Aucun chapitre de l’histoire n’est plus sanglant que l’histoire du colonialisme. Le sang a été versé inutilement et sans raison. Des terres florissantes ont été dévastées ; des peuples entiers détruits et exterminés. Tout cela ne peut en aucun cas être atténué ou justifié. La domination des Européens en Afrique et dans des parties importantes de l’Asie est absolue. Il contraste le plus fortement avec tous les principes du libéralisme et de la démocratie, et il ne fait aucun doute que nous devons lutter pour son abolition.

[…]

Les conquérants européens ont utilisé des armes et des engins de destruction de toutes sortes aux colonies ; ils ont envoyé leurs pires et plus brutaux individus comme fonctionnaires et officiers ; à la pointe de l’épée, ils ont mis en place une domination coloniale qui, dans sa cruauté sanglante, rivalise avec le système despotique des bolcheviks. Les Européens ne doivent pas s’étonner si le mauvais exemple qu’ils ont eux-mêmes donné à leurs colonies porte désormais de mauvais fruits. En tout cas, ils n’ont pas le droit de se plaindre hypocritement du piteux état de la morale publique chez les indigènes. Ils n’auraient pas non plus le droit de soutenir que les indigènes ne sont pas encore assez mûrs pour la liberté et qu’ils ont encore besoin d’au moins plusieurs années d’études supplémentaires sous le fouet des dirigeants étrangers avant d’être capables d’être livrés à eux-mêmes. »

Nul n’a le droit de s’immiscer dans les affaires des autres

Dans les régions où les peuples autochtones étaient assez forts pour monter une résistance armée au despotisme colonial, Mises a soutenu et encouragé avec enthousiasme ces mouvements de libération nationale :

« En Abyssinie, au Mexique, dans le Caucase, en Perse, en Chine, partout nous voyons les agresseurs en retraite, ou du moins déjà en grande difficulté. »

Pour éliminer complètement le colonialisme, Mises proposait l’établissement d’un protectorat temporaire sous l’égide de la Société des Nations. Mais il précisait qu’une telle situation devait « être considérée uniquement comme une étape de transition » et que le but ultime devait être « la libération complète des colonies du régime despotique sous lequel elles vivent ».

Il a fondé sa demande de reconnaissance du droit à l’autodétermination et de respect du principe de nationalité chez les peuples colonisés sur le fondement des droits individuels :

« Nul n’a le droit de s’immiscer dans les affaires des autres pour servir leurs intérêts, et nul ne doit, lorsqu’il a ses propres intérêts en vue, prétendre qu’il agit de manière altruiste uniquement dans l’intérêt des autres. »
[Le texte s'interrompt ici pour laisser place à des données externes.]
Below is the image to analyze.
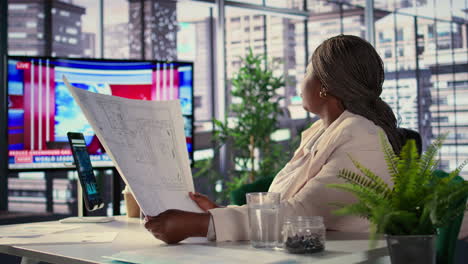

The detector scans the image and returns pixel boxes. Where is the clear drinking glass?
[246,192,280,248]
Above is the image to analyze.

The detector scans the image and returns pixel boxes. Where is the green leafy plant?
[328,134,468,245]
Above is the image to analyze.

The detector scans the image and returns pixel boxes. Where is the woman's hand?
[189,192,220,212]
[145,209,210,244]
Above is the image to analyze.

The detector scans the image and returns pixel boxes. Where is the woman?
[145,35,401,243]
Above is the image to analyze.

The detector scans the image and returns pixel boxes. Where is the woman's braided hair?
[309,35,401,153]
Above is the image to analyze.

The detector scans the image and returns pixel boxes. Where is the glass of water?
[246,192,280,248]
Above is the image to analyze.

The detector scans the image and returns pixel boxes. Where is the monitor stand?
[59,176,114,223]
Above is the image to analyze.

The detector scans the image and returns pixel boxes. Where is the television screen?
[8,56,193,169]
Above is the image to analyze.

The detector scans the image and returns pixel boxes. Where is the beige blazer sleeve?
[210,112,389,241]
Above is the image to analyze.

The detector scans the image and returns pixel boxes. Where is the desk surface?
[0,216,390,264]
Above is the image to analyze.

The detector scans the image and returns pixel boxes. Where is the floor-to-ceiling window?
[375,0,468,177]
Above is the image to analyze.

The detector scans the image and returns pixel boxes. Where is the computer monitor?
[7,56,193,169]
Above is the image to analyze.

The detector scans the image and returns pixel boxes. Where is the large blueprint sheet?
[63,77,201,216]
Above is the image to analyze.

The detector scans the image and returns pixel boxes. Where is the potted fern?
[329,134,468,263]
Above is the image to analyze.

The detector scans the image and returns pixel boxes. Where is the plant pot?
[385,235,437,264]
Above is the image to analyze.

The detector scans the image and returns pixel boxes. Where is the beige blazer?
[210,111,390,241]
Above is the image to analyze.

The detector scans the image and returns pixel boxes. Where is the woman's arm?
[209,145,387,241]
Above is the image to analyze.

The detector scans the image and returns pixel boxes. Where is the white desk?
[0,216,390,264]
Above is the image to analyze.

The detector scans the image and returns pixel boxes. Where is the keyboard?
[59,216,115,224]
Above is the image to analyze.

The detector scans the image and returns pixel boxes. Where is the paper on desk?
[0,232,118,245]
[103,245,294,264]
[0,224,80,238]
[63,76,201,216]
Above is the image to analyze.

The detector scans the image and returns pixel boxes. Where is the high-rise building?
[104,23,130,59]
[376,7,468,173]
[8,0,85,57]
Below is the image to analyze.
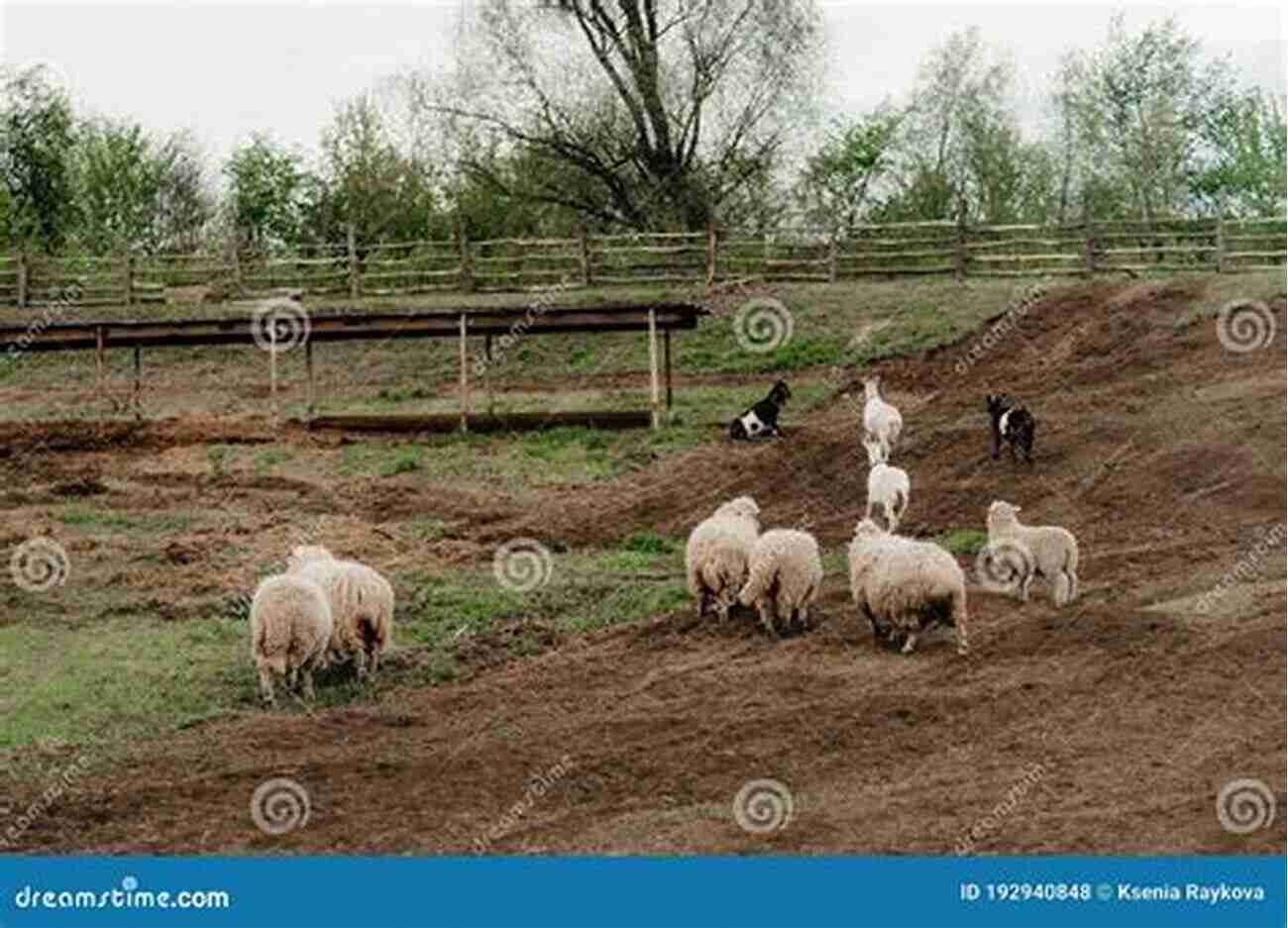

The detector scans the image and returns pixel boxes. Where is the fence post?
[125,254,134,306]
[577,223,591,287]
[348,223,362,300]
[455,218,474,293]
[233,229,246,296]
[953,203,966,280]
[707,219,718,287]
[18,251,31,309]
[1082,209,1096,276]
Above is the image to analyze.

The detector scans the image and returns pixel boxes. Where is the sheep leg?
[756,598,781,639]
[953,589,967,654]
[300,667,314,703]
[259,665,277,708]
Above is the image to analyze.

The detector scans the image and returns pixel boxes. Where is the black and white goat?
[988,392,1038,465]
[729,381,793,442]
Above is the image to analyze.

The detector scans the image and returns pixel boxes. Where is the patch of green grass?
[935,529,988,556]
[380,448,420,477]
[252,448,293,475]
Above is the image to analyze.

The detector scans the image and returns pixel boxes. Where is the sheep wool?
[286,545,394,679]
[738,529,823,639]
[863,438,912,533]
[847,519,967,654]
[684,497,760,622]
[250,575,334,705]
[863,374,903,461]
[988,499,1078,606]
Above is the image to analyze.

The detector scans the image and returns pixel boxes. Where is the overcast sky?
[0,0,1285,172]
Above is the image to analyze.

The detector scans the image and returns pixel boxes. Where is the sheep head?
[716,497,760,527]
[988,499,1020,528]
[863,435,886,467]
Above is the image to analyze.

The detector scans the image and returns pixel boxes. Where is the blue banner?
[0,856,1285,928]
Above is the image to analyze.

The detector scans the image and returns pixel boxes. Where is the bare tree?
[428,0,820,228]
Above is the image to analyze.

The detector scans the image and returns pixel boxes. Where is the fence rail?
[0,216,1288,306]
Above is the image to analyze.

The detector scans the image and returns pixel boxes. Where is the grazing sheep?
[250,575,334,705]
[729,381,793,442]
[863,438,912,534]
[988,499,1078,606]
[988,392,1038,465]
[738,529,823,639]
[849,519,967,654]
[684,497,760,622]
[863,374,903,463]
[286,545,394,679]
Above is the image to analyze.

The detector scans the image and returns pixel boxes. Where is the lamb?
[863,438,912,534]
[986,499,1078,606]
[849,519,967,654]
[286,545,394,679]
[863,374,903,463]
[684,497,760,622]
[738,529,823,639]
[987,394,1038,465]
[729,381,793,442]
[250,574,335,705]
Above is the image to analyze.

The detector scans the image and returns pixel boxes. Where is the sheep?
[684,497,760,622]
[250,574,335,705]
[986,499,1078,606]
[738,529,823,639]
[847,519,967,654]
[729,381,793,442]
[987,394,1038,467]
[863,438,912,534]
[286,545,394,679]
[863,374,903,463]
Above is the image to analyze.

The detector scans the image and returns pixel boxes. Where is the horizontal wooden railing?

L’effondrement du nationalisme libéral : la règle de la majorité et les conflits de nationalité

Cela nous amène au point-clé de Mises sur le « conflit de nationalités » inconciliable engendré par la règle de la majorité, même sous les constitutions démocratiques libérales. En tant qu’observateur attentif des États polyglottes d’Europe centrale et orientale avant et après la Grande Guerre, Mises notait que « les luttes nationales ne peuvent survenir que sur le sol de la liberté ». Ainsi, alors que l’Autriche d’avant-guerre se rapprochait de la liberté, « la violence de la lutte entre les nationalités grandissait ».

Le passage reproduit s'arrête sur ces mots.